The introduction and success of volunteered geographic information (VGI) has gained the interest of national mapping agencies (NMAs). NMAs are looking to this volunteer information to maintain their topographic databases; however, the main concern is the quality of the data.
Globally, there is an increasing demand for spatial data. NMAs are therefore constantly looking for ways to improve their mapping process. While official mapping is declining worldwide, the demand for spatial data is rising . Instead of competing with open initiatives, NMAs are realising that open initiatives present a great opportunity for collaboration . This study is focused on the integration of VGI into authoritative data in South Africa. OpenStreetMap (OSM) was chosen as the source of VGI as it is easy to obtain the vector data without any costs. The CD:NGI was chosen as the source of authoritative geo-spatial data. The feasibility of integrating the two data sets was determined by assessing the quality of OSM data with reference to the CD:NGI geo-spatial data standards.
For this investigation, the internal quality was measured by assessing the positional and semantic accuracy of roads, the geometric accuracy of amenity buildings and the completeness of roads. The internal quality refers to what the data is really like and is not dependent on the perception of the user .
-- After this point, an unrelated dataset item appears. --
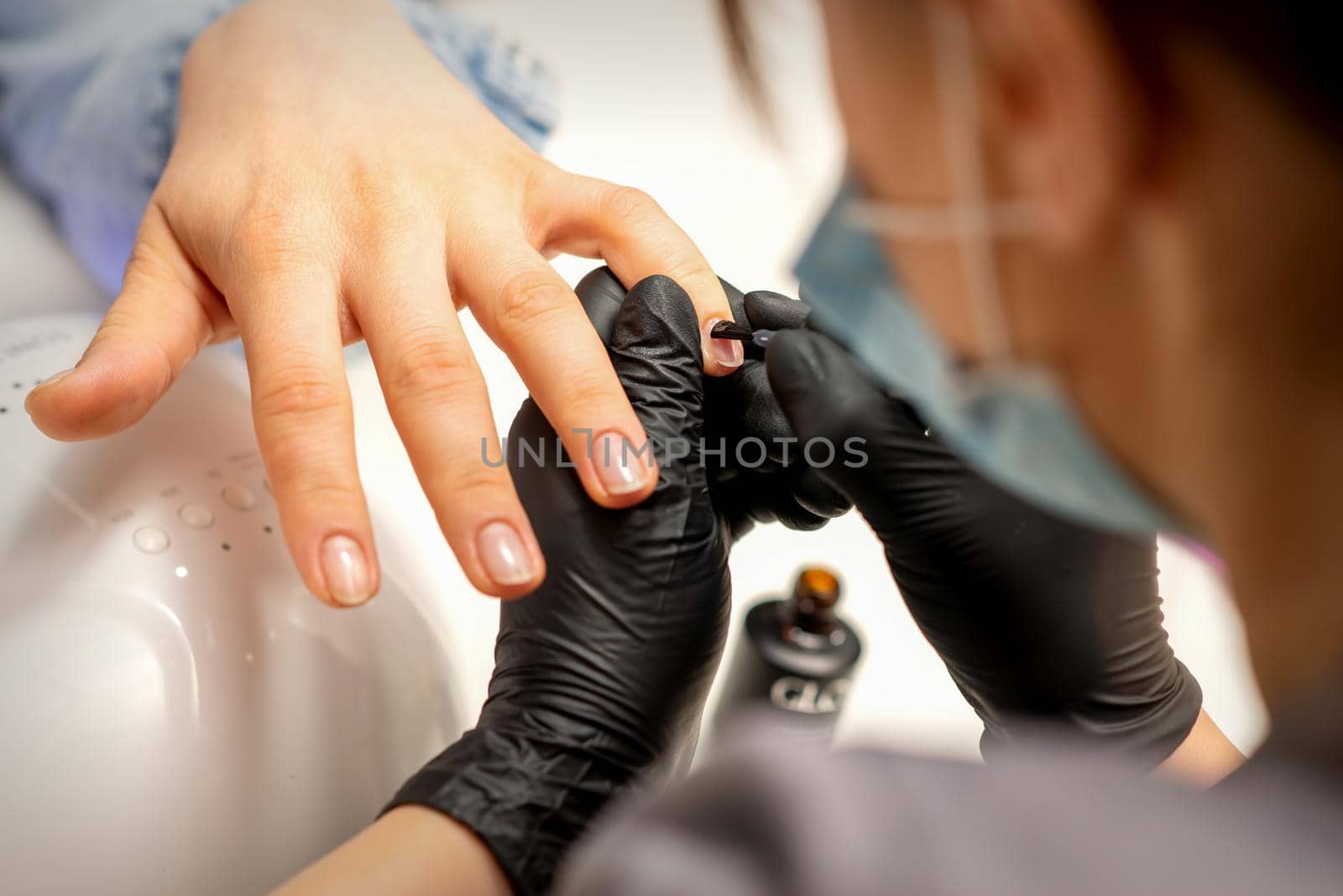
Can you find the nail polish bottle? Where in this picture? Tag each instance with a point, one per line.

This article is divided into seven main sections. Section two highlights previous investigations into the quality of OSM data. Section three presents some of the problems that hinder the integration of VGI into authoritative data. The methodology used to assess the quality of OSM road and building data is given in section four. In section five the results are presented. Sections six and seven contain the implications and conclusions of the results, respectively.
Previous quality assessments of OpenStreetMap data
In 2009, one researcher investigated the positional accuracy of the OSM road network by comparing it to different authoritative data sets . Thereafter, other researchers performed various quality assessments, including the completeness, geometric accuracy and attribute accuracy [5, 6]. The varied results obtained in these studies show that the geographic location and extent, the reference data set, the method and execution of testing, and the date of the OSM data extraction influence the results considerably. However, generally it was concluded that:
Two quality assessments on the South African OSM data was done in 2012 [8, 9]. However, the motivation for this study was to compare the OSM data specifically to the CD:NGI data and to increase the size and number of test areas.
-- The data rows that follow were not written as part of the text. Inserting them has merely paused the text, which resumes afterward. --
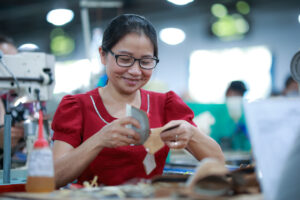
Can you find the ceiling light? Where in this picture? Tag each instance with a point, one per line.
(218, 10)
(172, 36)
(180, 2)
(243, 7)
(59, 17)
(28, 47)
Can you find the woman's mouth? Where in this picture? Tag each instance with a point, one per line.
(130, 81)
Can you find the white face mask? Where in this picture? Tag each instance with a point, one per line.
(292, 93)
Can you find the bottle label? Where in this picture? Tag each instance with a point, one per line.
(41, 163)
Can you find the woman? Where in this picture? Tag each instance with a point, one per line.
(90, 131)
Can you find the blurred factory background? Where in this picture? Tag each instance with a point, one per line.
(215, 42)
Integrating VGI and authoritative data
Many researchers believe that any level of VGI ingestion will result in reduced map production costs . Other researchers believe that there are costs involved in re-aligning the workflow to incorporate VGI, and other costs, like internet access necessary to obtain the latest updates and training staff in VGI usage . Another challenge is government mapping agencies’ acceptance of spatial data produced by non-experts . It is a known fact that the public deem authoritative spatial information to be without error, even if this is not necessarily the case. The opposite holds true for most, not all, NMAs – they do not deem volunteer information to be of high quality. It has been said that the reason for government mapping agencies’ reluctance to accept volunteer information is the legal implications associated with incorrect information disseminated to the public .Other technical issues to consider when integrating VGI data into NMA data include different reference systems, different representation of features, how to handle duplication of features and different file formats. There is also the physical structure of spatial databases and naming conventions to consider. This discussion will be limited to data structure issues.
There are distinct differences between the data models of authoritative and volunteer data in the way the data is acquired, stored and the policies and standards governing the data. The differences between the CD:NGI and OSM data models are listed in Table 1.
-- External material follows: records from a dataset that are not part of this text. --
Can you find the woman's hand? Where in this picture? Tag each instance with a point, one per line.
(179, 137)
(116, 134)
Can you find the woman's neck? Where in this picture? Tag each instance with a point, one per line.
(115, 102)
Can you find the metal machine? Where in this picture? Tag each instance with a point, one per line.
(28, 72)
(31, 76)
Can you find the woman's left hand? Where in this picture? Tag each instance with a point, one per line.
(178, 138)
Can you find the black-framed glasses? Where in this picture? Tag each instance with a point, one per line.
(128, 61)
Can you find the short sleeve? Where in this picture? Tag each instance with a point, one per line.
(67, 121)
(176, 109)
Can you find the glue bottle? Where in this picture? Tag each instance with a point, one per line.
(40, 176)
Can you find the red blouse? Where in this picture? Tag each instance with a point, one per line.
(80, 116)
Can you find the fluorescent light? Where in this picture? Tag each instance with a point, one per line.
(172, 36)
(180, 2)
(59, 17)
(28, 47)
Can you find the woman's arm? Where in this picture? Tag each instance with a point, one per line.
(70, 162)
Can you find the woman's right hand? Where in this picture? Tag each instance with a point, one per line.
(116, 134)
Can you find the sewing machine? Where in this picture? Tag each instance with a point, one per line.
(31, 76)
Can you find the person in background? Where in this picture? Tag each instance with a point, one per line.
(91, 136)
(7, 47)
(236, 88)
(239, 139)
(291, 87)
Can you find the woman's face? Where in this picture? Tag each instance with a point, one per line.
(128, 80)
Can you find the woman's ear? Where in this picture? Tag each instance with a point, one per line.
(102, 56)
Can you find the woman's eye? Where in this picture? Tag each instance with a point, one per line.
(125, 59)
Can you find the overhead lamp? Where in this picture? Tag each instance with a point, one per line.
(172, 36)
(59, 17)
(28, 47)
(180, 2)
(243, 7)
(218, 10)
Examples of integrating VGI and authoritative spatial data
Methodology for determining the quality of OSM data in South Africa
The aim of this investigation is to determine how well the OSM data compares with the CD:NGI data quality requirements. The CD:NGI standard for the Capture of Topographic Data states: i) features captured by photogrammetric methods must have a positional accuracy not exceeding 10 m at the 95% confidence level, and ii) features shall be correctly classified at the 90% confidence interval. The standard does not include accuracy statements for the other quality aspects. The OSM data was thus assessed with respect to the positional accuracy and semantic accuracy. In addition, the completeness of roads was assessed. Due to time and technical constraints, other quality elements (e.g. thematic accuracy) were not investigated. This section presents the method for determining the positional accuracy and semantic accuracy of roads, the geometric accuracy of amenity buildings and the completeness of roads.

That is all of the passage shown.